World Leaders Discuss Nuclear Terror Deterrents at Miami Conference

Officials from around the globe will congregate in Miami for an intensive five-day conference where they will participate in mock terrorist attacks and devise ways to track nuclear substances, safe-guard nuclear facilities, and combat trafficking of nuclear materials.

Officials from around the globe will congregate in Miami for an intensive five-day conference where they will participate in mock terrorist attacks and devise ways to track nuclear substances, safe-guard nuclear facilities, and combat trafficking of nuclear materials.

Participants in the Global Initiative to Combat Nuclear Terrorism Law Enforcement Conference include leaders from the U.S., Russia, China, Britain, France, Germany, Japan, and Canada, according to the Associated Press.

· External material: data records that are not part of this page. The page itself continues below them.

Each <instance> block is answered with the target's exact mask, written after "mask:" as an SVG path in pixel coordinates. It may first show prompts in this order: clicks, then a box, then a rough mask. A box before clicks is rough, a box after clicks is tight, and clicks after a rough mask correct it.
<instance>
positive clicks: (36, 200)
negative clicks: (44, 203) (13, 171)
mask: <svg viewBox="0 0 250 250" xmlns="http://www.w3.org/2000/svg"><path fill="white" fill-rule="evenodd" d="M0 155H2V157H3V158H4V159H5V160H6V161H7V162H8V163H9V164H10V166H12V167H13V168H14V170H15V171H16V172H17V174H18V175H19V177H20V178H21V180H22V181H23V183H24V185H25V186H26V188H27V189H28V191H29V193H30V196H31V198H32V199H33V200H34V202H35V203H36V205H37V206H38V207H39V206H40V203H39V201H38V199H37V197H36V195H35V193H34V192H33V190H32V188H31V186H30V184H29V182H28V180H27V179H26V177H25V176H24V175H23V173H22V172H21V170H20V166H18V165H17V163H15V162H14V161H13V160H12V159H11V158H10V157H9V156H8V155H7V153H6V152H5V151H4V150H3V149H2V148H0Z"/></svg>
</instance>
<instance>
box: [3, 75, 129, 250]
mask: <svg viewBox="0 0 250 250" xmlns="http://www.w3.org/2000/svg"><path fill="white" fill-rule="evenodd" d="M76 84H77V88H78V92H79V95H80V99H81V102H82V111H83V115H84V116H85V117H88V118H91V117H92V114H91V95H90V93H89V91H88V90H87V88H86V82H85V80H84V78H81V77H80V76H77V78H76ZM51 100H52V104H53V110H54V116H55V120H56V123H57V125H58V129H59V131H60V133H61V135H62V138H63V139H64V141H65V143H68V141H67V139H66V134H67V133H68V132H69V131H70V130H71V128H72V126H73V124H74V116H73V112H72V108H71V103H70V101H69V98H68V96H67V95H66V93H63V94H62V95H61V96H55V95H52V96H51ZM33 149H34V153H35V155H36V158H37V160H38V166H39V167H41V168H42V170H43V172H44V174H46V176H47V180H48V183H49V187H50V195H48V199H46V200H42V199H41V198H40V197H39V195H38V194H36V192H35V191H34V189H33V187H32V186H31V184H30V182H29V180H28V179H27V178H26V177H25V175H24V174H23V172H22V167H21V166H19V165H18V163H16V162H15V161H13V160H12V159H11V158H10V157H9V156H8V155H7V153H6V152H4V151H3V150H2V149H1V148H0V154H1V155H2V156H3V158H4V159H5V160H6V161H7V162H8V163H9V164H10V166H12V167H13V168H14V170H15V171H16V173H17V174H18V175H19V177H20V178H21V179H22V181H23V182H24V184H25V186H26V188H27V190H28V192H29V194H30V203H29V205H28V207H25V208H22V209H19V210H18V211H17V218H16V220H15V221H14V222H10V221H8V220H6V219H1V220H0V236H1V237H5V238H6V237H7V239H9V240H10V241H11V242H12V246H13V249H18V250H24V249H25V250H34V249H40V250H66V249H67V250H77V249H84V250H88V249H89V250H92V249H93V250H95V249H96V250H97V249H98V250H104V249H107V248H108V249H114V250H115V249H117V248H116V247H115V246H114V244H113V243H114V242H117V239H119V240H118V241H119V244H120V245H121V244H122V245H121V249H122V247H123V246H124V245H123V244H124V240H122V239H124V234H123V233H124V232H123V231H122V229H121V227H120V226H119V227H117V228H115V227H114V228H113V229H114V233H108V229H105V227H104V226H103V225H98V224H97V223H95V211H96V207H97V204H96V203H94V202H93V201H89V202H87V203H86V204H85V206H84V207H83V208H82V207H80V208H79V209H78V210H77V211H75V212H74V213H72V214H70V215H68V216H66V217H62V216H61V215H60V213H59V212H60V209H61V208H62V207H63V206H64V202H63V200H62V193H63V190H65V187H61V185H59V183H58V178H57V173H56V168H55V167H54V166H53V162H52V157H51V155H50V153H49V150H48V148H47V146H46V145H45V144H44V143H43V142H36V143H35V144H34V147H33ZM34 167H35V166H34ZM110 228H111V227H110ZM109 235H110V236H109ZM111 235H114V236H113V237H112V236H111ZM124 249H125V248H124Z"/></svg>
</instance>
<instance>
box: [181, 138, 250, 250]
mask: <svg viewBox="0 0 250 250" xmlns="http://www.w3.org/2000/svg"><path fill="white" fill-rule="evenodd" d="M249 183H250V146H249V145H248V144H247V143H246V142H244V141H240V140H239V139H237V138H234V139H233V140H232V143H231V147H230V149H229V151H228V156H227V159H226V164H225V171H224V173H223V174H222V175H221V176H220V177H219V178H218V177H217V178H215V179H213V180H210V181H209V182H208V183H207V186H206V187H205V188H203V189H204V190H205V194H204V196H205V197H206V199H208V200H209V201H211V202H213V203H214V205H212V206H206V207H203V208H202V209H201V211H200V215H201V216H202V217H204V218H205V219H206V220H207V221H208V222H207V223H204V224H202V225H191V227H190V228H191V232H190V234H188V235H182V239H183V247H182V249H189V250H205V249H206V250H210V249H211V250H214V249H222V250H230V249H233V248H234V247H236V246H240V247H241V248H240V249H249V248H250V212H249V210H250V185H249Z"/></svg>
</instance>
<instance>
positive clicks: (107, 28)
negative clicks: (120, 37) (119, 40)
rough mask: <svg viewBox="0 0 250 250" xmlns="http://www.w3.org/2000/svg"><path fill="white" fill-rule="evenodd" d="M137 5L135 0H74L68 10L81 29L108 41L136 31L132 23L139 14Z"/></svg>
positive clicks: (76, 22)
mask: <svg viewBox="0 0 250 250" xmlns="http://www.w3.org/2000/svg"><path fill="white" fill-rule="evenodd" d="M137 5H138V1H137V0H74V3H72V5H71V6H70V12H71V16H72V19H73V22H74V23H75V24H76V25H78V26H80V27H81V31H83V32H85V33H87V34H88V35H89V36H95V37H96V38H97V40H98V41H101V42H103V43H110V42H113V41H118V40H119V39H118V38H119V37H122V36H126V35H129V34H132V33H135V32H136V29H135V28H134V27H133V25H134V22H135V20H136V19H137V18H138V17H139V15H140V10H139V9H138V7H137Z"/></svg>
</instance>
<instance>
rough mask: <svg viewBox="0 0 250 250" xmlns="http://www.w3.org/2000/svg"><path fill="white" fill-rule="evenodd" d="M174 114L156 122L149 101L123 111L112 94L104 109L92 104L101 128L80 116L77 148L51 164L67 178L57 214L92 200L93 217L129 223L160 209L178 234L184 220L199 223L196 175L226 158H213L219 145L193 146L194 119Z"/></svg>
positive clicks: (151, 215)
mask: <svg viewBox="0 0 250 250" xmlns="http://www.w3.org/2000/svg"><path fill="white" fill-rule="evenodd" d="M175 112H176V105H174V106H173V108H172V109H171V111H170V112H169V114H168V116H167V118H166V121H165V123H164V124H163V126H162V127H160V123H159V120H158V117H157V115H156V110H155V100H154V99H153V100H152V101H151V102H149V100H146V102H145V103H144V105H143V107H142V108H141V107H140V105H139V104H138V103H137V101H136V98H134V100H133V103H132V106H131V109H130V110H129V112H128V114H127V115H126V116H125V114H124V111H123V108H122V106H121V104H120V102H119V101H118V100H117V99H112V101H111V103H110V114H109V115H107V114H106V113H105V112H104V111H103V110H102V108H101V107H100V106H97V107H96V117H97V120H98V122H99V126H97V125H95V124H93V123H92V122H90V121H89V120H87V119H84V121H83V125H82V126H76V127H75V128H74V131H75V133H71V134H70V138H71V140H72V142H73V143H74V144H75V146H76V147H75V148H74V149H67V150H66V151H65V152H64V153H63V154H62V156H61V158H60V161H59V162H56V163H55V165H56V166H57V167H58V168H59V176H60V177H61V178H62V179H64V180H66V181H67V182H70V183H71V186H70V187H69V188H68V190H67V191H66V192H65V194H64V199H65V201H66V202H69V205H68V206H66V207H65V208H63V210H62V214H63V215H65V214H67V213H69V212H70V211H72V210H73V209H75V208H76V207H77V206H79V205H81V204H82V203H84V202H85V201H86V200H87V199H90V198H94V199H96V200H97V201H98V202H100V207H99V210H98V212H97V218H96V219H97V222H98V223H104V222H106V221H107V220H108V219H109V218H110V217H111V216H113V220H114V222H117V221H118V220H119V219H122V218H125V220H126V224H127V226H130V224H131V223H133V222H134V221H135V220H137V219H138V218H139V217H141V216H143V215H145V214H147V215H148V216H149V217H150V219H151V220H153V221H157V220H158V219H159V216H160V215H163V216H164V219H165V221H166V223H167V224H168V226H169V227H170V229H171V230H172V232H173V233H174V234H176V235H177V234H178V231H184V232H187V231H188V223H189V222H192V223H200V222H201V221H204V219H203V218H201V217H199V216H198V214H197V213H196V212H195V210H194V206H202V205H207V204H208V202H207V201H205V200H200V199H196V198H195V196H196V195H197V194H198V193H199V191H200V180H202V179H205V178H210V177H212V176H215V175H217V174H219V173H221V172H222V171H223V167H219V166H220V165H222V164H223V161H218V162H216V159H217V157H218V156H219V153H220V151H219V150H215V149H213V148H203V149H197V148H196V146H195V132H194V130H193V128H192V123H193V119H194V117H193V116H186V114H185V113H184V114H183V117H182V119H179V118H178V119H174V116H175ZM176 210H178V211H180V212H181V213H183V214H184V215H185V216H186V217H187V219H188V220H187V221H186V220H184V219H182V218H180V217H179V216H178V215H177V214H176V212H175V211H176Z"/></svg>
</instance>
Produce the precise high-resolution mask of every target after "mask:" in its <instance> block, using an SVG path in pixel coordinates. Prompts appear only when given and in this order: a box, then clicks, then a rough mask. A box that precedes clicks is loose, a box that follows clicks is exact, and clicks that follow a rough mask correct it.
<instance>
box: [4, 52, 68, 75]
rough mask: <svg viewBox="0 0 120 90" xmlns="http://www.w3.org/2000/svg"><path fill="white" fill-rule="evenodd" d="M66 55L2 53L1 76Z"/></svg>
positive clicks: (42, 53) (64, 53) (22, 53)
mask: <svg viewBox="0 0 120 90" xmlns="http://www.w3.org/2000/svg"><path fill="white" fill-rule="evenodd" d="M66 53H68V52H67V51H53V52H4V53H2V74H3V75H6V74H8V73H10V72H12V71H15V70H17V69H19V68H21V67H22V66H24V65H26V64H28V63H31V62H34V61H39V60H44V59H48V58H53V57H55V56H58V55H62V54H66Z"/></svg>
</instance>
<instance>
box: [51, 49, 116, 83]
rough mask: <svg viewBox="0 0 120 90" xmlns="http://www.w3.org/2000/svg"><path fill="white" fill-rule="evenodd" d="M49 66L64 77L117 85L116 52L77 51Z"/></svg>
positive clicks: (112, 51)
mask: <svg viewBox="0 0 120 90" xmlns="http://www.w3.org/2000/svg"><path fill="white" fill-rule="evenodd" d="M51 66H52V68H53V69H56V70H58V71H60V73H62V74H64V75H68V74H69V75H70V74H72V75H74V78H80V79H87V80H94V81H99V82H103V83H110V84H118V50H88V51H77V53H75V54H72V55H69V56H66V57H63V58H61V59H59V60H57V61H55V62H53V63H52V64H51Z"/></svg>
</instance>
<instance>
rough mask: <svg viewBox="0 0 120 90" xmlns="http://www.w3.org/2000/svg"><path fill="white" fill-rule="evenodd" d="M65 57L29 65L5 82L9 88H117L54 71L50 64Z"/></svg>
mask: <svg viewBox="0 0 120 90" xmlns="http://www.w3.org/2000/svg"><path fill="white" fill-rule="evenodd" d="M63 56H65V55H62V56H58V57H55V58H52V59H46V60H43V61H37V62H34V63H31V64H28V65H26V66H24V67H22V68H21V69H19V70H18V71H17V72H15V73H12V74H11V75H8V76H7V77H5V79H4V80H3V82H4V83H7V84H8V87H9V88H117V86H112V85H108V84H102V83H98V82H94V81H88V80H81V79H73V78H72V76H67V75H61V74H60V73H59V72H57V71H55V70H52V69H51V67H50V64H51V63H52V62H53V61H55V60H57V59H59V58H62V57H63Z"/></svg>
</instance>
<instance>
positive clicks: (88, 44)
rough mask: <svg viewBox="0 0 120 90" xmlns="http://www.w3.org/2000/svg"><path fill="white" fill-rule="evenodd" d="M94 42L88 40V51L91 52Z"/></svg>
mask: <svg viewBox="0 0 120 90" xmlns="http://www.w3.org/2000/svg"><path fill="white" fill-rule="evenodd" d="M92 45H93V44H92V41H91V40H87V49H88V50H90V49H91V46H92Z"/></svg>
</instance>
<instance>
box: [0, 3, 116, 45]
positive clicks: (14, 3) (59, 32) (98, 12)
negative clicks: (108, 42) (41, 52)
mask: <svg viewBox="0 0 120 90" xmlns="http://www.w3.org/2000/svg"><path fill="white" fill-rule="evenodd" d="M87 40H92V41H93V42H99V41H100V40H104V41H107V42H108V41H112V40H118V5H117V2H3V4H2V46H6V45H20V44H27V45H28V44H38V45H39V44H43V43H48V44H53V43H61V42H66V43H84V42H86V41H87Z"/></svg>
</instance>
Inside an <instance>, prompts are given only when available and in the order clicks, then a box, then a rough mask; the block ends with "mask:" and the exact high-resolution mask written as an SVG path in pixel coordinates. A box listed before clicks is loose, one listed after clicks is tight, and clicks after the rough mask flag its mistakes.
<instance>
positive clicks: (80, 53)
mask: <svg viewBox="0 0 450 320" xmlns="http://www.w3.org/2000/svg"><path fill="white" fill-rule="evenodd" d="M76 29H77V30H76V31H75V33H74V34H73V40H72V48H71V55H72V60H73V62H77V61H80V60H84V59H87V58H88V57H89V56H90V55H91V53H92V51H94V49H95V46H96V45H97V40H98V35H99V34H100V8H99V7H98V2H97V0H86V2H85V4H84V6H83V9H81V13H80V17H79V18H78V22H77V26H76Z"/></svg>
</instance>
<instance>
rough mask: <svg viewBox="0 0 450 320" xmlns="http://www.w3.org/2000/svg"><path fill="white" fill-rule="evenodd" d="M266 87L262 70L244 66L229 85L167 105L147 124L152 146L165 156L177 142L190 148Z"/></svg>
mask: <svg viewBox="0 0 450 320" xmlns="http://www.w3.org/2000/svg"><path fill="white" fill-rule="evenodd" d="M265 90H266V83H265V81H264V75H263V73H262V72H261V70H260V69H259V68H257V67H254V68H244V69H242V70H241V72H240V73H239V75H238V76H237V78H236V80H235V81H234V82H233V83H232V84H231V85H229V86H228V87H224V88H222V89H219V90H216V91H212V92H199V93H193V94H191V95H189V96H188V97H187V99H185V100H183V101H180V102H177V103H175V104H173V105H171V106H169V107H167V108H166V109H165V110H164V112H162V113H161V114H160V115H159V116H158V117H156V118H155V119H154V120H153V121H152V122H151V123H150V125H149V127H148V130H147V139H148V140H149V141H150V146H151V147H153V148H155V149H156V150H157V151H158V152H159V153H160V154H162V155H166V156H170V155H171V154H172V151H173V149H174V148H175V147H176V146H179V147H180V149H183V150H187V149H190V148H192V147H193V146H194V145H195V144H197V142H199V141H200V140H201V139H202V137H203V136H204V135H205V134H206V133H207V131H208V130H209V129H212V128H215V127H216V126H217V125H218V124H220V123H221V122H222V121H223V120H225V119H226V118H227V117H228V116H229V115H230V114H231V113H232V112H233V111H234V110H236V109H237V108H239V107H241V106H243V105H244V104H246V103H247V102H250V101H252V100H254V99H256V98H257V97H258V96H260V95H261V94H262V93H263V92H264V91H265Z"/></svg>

"The goal is to develop a liaison for future joint training initiatives," says Dr. Vahid Majidi, assistant director of the FBI's Weapons of Mass Destruction Directorate. "We are putting everyone around the same table for the first time and we have to speak a common language."

Majidi adds that the meetings will focus on investigation of terrorist attacks pertaining to nuclear and radioactive materials while analyzing how law enforcement can work conjointly with technical experts to combat the aforementioned threats.

Brian Finlay, a senior associate at the Washington-based Henry L. Stimson Center, calls the initiative a positive step but asserts that it will have limited power against nuclear weapon proliferation because officials from the countries posing the greatest concerns with regard to nuclear proliferation and sales—Pakistan, Iran, and North Korea—will not be in attendance.

"It certainly misses some of the big threats that are out there," says Finlay. "Is it really building capacity to fight proliferation? That's a leap."

Majidi counters that the agenda of the conference is about opening a dialog among countries with a common goal. "It's really designed to truly bring the players together to establish ground rules that allow us on a long-term basis to combat nuclear terrorism," says Majidi.